To track transformations of silver nanoparticles (AgNPs) in vivo, HepG2 and A549 cells were cocultured with two enriched stable Ag isotopes (¹⁰⁷AgNPs and ¹⁰⁹AgNO₃) at nontoxic doses. After enzymatic digestion, ¹⁰⁷AgNPs, ionic ¹⁰⁷Ag⁺ and ¹⁰⁹Ag⁺ in exposed cells could be separated and quantified by liquid chromatography combined with ICP-MS. We found that ratios of ¹⁰⁷Ag⁺ to total ¹⁰⁷Ag and proportions of ¹⁰⁷Ag⁺/ ¹⁰⁹Ag⁺ in cells increased gradually after exposure, proving that the Trojan-horse mechanism occurred, i.e., AgNPs released high contents of Ag⁺ after internalization.
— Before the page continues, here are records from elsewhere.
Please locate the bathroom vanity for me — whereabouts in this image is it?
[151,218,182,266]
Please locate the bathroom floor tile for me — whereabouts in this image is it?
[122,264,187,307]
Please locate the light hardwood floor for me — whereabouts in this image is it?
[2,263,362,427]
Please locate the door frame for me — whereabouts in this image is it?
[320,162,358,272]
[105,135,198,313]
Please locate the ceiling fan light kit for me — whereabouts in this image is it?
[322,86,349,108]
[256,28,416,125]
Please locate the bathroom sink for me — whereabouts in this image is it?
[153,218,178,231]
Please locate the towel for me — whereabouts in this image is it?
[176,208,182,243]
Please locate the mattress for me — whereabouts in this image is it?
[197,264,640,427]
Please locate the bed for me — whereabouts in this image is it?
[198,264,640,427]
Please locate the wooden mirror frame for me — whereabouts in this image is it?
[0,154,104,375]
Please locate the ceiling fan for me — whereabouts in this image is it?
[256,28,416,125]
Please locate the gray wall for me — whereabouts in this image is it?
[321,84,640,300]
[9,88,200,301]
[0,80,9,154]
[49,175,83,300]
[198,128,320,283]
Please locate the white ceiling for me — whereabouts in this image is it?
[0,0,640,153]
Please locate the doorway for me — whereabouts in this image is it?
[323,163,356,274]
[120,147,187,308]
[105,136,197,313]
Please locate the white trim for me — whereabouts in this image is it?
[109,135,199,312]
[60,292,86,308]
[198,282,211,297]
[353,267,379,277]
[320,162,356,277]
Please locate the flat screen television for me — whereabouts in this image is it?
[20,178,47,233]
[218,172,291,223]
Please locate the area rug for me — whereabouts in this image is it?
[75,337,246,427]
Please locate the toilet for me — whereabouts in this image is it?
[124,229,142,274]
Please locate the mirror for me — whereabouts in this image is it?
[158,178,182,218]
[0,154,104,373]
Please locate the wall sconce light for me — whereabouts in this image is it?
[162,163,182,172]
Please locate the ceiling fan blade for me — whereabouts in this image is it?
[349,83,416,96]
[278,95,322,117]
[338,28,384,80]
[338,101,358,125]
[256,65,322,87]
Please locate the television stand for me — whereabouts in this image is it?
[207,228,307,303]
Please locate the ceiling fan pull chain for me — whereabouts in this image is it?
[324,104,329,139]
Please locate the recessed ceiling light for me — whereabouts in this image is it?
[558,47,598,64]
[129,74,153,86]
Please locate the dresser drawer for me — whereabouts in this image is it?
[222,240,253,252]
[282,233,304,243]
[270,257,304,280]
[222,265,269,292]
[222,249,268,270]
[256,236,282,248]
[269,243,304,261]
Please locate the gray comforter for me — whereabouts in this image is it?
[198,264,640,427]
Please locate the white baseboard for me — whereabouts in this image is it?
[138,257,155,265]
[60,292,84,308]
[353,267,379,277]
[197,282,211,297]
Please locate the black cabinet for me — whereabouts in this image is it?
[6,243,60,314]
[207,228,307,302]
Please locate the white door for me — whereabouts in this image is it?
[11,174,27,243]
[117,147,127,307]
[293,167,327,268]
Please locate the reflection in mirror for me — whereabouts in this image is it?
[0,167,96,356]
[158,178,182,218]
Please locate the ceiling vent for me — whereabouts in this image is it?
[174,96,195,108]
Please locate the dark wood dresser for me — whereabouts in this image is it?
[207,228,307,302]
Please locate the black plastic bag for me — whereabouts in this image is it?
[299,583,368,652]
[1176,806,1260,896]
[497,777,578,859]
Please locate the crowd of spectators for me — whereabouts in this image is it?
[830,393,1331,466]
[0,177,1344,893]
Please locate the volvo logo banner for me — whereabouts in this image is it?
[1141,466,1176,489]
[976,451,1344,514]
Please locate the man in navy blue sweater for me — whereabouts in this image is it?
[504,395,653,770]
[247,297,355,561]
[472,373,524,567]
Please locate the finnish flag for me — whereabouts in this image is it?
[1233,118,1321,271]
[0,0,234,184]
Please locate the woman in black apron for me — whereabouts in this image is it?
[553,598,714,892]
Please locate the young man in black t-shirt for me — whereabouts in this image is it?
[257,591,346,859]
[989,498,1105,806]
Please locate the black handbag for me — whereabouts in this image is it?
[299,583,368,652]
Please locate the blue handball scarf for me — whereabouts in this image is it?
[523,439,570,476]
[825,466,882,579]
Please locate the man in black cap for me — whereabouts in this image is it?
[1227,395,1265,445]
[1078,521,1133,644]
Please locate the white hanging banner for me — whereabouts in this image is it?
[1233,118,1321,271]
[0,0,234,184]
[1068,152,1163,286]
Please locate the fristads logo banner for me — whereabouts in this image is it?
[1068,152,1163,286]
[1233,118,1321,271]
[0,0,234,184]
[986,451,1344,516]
While the presence of ¹⁰⁹Ag⁺ (5 and 100 μg/L) has little influence on the uptake of ¹⁰⁷AgNPs (0.1 and 2 mg/L), the presence of ¹⁰⁷AgNPs at a high dose (2 mg/L) dramatically increases the ingestion of ¹⁰⁹Ag⁺, even though ¹⁰⁷AgNPs at a low dose (100 μg/L) showed negligible effects on the internalization of ¹⁰⁹Ag⁺. Cellular homeostasis may be perturbed under sublethal exposure of ¹⁰⁷AgNPs, and thus enhanced uptake of ¹⁰⁹Ag⁺. Our findings suggest that the widely adopted control experiments in toxicology studies, culturing organisms with AgNO₃ at the same concentration of Ag⁺ in the AgNP exposure medium, may underestimate uptake of Ag⁺ and thus cannot exclude suspected toxic effects of Ag⁺ at high AgNP exposure doses.